With control.sh --snapshot restore command:

User specifies full snapshot name
Parses snapshot name and extracts base and incremental snapshots
After full snapshot restore processes (prepare, preload, cacheStart) has finished, it starts another DistributedProcess - `walRecoveryProc`:
1. Every node applies WAL segments since base snapshot while not reach requested IncrementalSnapshotFinishRecord.
2. Ignite should forbid concurrent operations (both read and write) for restored cache groups during WAL recovery.
3. Process of data applying for snapshot cache groups (from base snapshot) is similar to GridCacheDatabaseSharedManager logical restore:
  1. disable WAL for specified cache group
  2. find `ClusterSnapshotRecord` related to the base snapshot
  3. starts applying WAL updates with striped executor (cacheGrpId, partId). Apply filter for versions in ConsistentCutFinishRecord.
  4. enable WAL for restored cached groups
  5. force checkpoint and checking restore state (checkpoint status, etc).

Checking snapshot

// Check specific incremental snapshot
$ control.sh --snapshot check SNP --increment 1

With control.sh --snapshot check command:

Check includes following steps on every baseline node:

Check snapshot files are consistent:
1. Snapshot structure is valid and metadata matches actual snapshot files
2. all WAL segments are presented (from ClusterSnapshotRecord to requested IncrementalSnapshotFinishRecord).
Check snapshot incremental snapshot data integrity:
1. It parses WAL segments from the first incremental snapshot to the specified one (with --increment param).
2. For every partition it calculates hashes for entries, and for entry versions.
  1. On the reduce phase it compares partitions hashes between primary and backup copies.
3. For every pair of nodes that participated as primary nodes it calculates hash of committed transactions.
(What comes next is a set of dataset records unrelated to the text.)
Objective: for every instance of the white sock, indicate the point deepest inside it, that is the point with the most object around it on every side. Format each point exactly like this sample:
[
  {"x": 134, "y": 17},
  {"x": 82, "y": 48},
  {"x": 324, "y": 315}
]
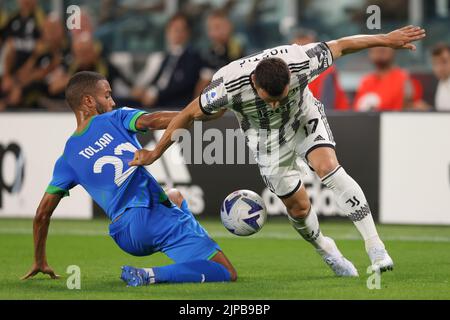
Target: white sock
[
  {"x": 309, "y": 229},
  {"x": 350, "y": 198}
]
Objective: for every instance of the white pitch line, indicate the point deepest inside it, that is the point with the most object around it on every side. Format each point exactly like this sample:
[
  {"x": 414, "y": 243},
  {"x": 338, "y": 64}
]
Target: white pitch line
[{"x": 221, "y": 234}]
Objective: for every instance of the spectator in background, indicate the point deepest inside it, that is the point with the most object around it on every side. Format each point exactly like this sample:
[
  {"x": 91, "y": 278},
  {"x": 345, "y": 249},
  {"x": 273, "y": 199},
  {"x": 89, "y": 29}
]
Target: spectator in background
[
  {"x": 48, "y": 54},
  {"x": 223, "y": 47},
  {"x": 169, "y": 78},
  {"x": 21, "y": 34},
  {"x": 389, "y": 87},
  {"x": 86, "y": 56},
  {"x": 440, "y": 56},
  {"x": 326, "y": 87}
]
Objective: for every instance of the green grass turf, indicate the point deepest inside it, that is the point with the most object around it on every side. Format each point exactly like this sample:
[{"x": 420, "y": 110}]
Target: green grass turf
[{"x": 273, "y": 264}]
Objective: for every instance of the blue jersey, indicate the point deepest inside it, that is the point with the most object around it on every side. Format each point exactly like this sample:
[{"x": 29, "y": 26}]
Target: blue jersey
[{"x": 97, "y": 159}]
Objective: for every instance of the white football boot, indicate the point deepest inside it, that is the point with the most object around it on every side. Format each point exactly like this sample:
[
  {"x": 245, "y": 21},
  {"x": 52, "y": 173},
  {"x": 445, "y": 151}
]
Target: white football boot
[
  {"x": 336, "y": 261},
  {"x": 381, "y": 261}
]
For example:
  1. There are two transactions:
    1. TX1, and there are 2 nodes that participates in it as primary nodes: A and B
    2. TX2, and there are 2 nodes: A and C
  2. On node A it prepares 2 collections: TxHashAB = [hash(TX1)], TxHashAC = [hash(TX2)]
  3. On node B it prepares 1 collection: TxHashBA = [hash(TX1)]
  4. On node C it prepares 1 collection: TxHashCA = [hash(TX2)]
  5. On the reduce phase of the check it compares collections from all nodes and expects that:
    1. TxHashAB equals TxHashBA
    2. TxHashAC equals TxHashCA

Note that incremental snapshot doesn't check data of related full snapshot. Then full check of snapshot will consist of two steps:

Check full snapshot
Check incremental snapshot

Atomic caches

For Atomic caches it's required to restore data consistency (primary and backup nodes) differently, with ReadRepair feature. Consistent Cut relies on transaction protocol' messages (Prepare, Finish). Atomic caches protocol doesn't have enough messages to sync different nodes.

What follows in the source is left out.